Populismi. Contro la babele delle parole, alcune modeste proposte
Piuttosto che la schermaglia di parole, sembra dunque utile una migliore messa a fuoco del terreno in cui quelle insoddisfazioni e quelle paure si radicano, anche per valutare quanto in esse vi sia di reale e quanto di percepito. Da trovare, in primo luogo, in politiche pubbliche solidali e tali da non fare sentire nessuno come dimenticato e non rappresentato. In secondo luogo, in un'azione culturale volta a migliorare la consapevolezza concreta dei problemi, mediante la conoscenza dei dati reali e non di quelli propagandati: il tutto al fine di permettere a ciascuno di pensare con la propria testa e di agire di conseguenza, che è poi il vero antidoto alle tentazioni populiste, nel senso di riduttive della realtà delle cose.
Ciò vale anche per il cosiddetto populismo penale, cioè l'insistenza a senso unico sulla pena detentiva e la svalutazione di strategie di intervento diverse, pur se maggiormente rispettose dei princìpi costituzionali. Antidoto a esso è la migliore conoscenza del funzionamento delle istituzioni, anche carcerarie, inclusi i dati sulla reale efficacia delle politiche del tipo "dentro e getta le chiavi".
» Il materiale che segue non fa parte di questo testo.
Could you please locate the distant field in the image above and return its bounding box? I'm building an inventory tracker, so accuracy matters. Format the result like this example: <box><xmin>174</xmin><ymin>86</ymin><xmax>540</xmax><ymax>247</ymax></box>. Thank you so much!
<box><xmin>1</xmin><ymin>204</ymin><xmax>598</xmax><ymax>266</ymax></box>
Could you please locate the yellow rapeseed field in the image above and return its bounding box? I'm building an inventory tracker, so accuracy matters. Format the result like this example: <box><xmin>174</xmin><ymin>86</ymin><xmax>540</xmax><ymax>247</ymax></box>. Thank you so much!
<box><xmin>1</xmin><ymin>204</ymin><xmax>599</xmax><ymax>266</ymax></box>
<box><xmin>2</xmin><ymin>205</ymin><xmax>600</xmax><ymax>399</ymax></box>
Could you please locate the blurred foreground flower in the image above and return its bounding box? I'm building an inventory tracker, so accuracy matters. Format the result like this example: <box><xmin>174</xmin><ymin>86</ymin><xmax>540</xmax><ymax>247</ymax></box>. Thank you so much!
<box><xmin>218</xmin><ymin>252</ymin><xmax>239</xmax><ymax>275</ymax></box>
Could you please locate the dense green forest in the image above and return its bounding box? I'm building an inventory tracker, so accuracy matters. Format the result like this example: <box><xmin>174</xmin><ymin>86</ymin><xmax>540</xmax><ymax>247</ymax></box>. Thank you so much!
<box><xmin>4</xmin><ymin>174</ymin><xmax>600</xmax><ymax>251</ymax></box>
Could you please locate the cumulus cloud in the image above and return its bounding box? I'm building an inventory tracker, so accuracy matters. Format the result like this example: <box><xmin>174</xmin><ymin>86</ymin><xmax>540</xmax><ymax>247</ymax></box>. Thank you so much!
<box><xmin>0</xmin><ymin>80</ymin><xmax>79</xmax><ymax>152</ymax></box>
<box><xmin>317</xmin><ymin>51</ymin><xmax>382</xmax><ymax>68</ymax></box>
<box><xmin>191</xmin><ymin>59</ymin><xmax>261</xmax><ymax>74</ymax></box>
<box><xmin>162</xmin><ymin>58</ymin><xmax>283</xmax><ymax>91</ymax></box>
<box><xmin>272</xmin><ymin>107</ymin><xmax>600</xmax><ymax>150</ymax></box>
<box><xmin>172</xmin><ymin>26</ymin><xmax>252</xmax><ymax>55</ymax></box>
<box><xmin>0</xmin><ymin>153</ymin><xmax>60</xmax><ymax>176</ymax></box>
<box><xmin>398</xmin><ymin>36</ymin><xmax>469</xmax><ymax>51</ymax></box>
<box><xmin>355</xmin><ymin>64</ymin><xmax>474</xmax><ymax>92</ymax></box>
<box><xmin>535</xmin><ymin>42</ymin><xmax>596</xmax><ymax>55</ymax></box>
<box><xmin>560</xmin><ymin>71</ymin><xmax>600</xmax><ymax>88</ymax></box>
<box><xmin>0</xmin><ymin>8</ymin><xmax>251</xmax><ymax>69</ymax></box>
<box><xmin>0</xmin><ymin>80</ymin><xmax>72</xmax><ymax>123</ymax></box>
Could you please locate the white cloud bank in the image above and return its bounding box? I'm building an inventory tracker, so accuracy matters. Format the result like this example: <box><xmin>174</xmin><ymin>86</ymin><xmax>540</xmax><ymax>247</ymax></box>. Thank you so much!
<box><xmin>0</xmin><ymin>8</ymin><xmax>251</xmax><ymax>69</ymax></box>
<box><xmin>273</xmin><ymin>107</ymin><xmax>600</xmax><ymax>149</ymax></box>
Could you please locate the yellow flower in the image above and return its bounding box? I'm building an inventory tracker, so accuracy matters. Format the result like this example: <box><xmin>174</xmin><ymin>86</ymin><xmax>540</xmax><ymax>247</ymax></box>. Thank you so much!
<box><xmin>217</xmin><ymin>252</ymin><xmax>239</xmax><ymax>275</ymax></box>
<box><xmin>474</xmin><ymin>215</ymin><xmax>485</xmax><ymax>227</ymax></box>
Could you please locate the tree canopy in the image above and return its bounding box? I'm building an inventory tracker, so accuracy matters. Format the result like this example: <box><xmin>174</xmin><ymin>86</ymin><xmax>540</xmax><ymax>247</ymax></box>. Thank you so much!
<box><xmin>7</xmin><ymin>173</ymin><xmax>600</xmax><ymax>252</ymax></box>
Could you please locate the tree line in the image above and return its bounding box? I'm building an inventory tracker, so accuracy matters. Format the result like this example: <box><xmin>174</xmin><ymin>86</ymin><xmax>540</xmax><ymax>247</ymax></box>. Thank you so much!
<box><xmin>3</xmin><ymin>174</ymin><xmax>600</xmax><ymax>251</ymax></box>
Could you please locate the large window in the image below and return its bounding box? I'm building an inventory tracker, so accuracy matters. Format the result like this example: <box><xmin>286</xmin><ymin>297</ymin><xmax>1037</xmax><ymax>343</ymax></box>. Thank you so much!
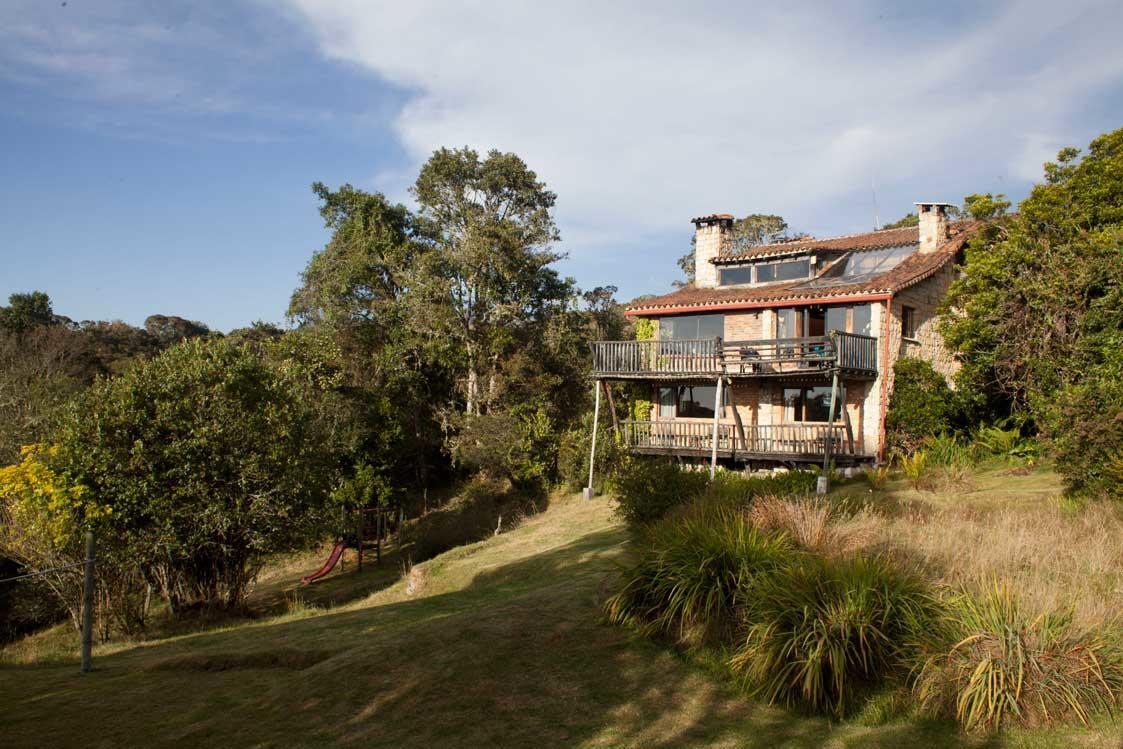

Maggiori criticità mi sembra comporti parlare di populismo giudiziario, fenomeno che ricorrerebbe quando il magistrato, in genere quello penale, si pone come autentico rappresentante e interprete delle aspettative di giustizia del popolo. Qui siamo in presenza di una forzatura della corretta divisione dei poteri, talvolta incentivata dall'assenza o dall'insufficienza delle risposte della politica e dell'amministrazione. Certo, il magistrato deve evitare di lasciare sullo sfondo il secondo comma dell'art. 101 Cost. (i giudici sono soggetti soltanto alla legge) e di privilegiarne il solo primo comma (la giustizia è amministrata in nome del popolo); ma la risposta della politica e dell'amministrazione non deve mancare, e non può affidarsi alla babele delle parole.